Two adult male Oophaga pumilio in a territorial fight. The Chi-Chi-Chi in the background is this species' call


And finally size, dendrobatids can be tiny (smallest species is 13mm long). With the variation in size, they inhabit a variety of niches in the jungle. Many of the larger species are completely terrestrial, whereas some of the mid to small species (20mm and less) are highly arboreal. Given the variety of sizes, these species cover many different areas within the jungle. You can find frogs hoping around on the ground to frogs hopping around 60 feet in a tree.

Adult Oophaga pumilio, roughly 17mm long, next to an adult Minyobates claudiae, roughly 13mm long.

So as to give me things to talk about in the future, I won't go into great detail about vivaria, food production, species, breeding, etc, but I will mention a few things to keep your appetites whetted for the next installment.


For being such small animals, they do require a bit of space. The absolute minimum size tank for a pair of frogs is 10 gallons, and generally that is frowned upon. Many breeders will use 15 gallons or 20H for their vivaria. What actually is getting to be more and more popular is the use of Exo-Terra vivariums because of the easy conversion and front opening access. Vivarium construction can be a task in and of itself, and actually can have some application in the fish keeping hobby. I'll go more into that in a later issue, though. Many people like to incorporate both and make paludariums, which have some success (mostly to keep fish and frogs, you need a very large tank). Most vivariums are heavily planted that have a variety of bromeliads, ariods, and orchids.

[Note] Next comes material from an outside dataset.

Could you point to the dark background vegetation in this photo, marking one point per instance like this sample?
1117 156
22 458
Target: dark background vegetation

Unlike aquariums, the most maintenance that frog vivariums require are cleaning the tank glass (mostly so you can see the frogs, not really for the frogs' benefit) and making sure that the tank is well drained (which occurs with vivarium construction).

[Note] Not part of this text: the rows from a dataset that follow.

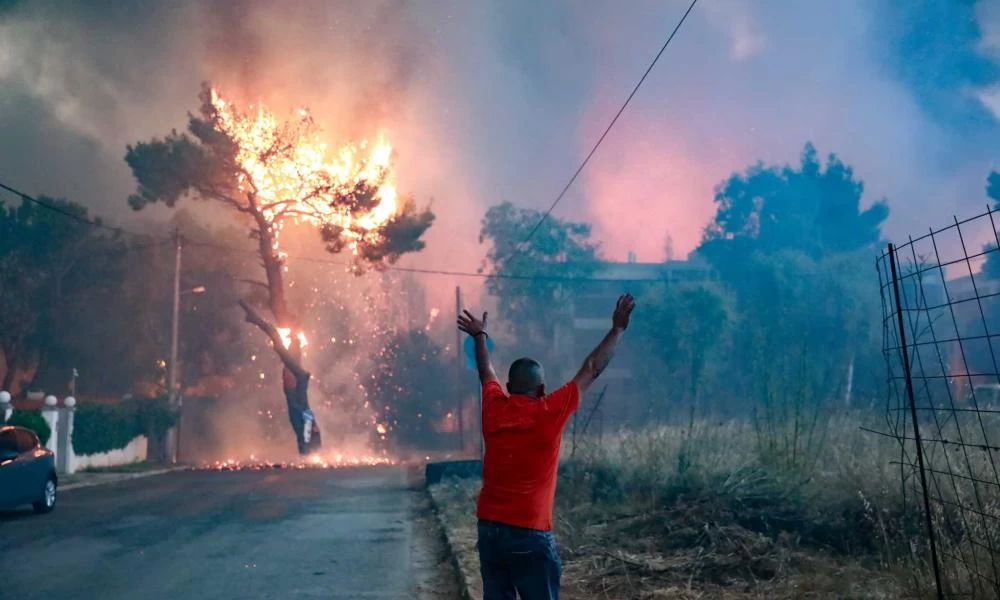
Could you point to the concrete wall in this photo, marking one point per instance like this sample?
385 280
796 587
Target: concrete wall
60 420
134 452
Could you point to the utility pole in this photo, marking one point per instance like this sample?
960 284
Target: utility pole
458 371
172 398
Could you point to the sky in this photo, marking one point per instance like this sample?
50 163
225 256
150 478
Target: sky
488 102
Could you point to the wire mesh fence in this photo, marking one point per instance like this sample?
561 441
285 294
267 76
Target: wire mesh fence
941 341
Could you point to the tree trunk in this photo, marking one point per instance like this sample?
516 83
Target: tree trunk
274 270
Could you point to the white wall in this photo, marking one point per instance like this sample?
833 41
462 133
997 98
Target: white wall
134 452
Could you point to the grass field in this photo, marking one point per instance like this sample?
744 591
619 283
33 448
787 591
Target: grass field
727 510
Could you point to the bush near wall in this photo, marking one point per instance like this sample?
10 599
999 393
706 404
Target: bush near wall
105 427
33 420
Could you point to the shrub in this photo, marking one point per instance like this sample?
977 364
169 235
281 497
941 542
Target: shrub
101 428
33 420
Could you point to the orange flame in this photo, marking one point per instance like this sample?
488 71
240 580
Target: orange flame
290 174
286 337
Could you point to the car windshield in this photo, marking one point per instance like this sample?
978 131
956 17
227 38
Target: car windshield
8 442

Typical dendrobatid vivarium with many bromeliads for hiding and rearing as well as leaf litter to help culture microfauna within the tank

Food Production:

Dendrobatids are, among many reasons, amazing because they get their toxins from what they eat (which in the wild, is particular species of ants, beetles, millipedes, and mites). Phyllobates terribilis is the most toxic vertebrate in the world. In one 5cm long adult frog, it has the capacity to kill 20,000 mice or 100 humans. But these toxins are all diet based, so P. terribilis in captivity are completely harmless. This is because the staple of dendrobatid diets in captivity are fruit flies. You have to culture fruit flies on a regular basis (which is often regarded as the most difficult part of PDF keeping). Most breeders, though, mix it up and culture other insects and arthropods such as dwarf woodlice, pinhead crickets, and springtails.

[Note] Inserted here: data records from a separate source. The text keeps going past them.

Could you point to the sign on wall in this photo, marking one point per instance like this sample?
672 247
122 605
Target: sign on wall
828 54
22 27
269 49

Dendrobatid species range in difficulty much the same way that fish differ. Some are as easy as Oscars and others are as temperamental as Discus. Generally, the larger species make better beginner frogs. Some of the best beginner frogs include Dendrobates leucomelas, Dendrobates auratus, and Dendrobates tinctorius. Intermediate frogs generally are considered to be many of the thumbnails due to their size, although the best ones to start off with those are Ranitomeya imitator, Ranitomeya ventrimaculatus, and Ranitomeya lamasi. The advanced frogs are generally considered to be the obligate egg feeders like Oophaga pumilio.

 Ranitomeya imitator - Considered an Intermediate Frog (roughly 20mm long)

Oophaga pumilio - Considered an Advanced Frog (roughly 24mm long)


As one would guess, there are a variety of levels of ease in breeding dendrobatids. Some breed like rabbits (many of the beginners, for example), whereas others, it's considered good to get a dozen offspring over the course of a year (like the obligate egg feeders). This largely has to do with the ability to rear eggs artificially or having to let the frogs rear the young. For instance, currently for my D. leucomelas, I have a batch of 6 eggs, 20+ tadpoles, and 8 froglets from a trio of adults.

So this is an introduction to the world of Poison Dart Frogs. They have fascinated me to the point that I've devoted my Masters (and likely PhD) to studying them. I covered a bunch of the basics to PDFs, but I haven't even scratched the surface in regards to their world. Look for more articles about dendrobatids in the future!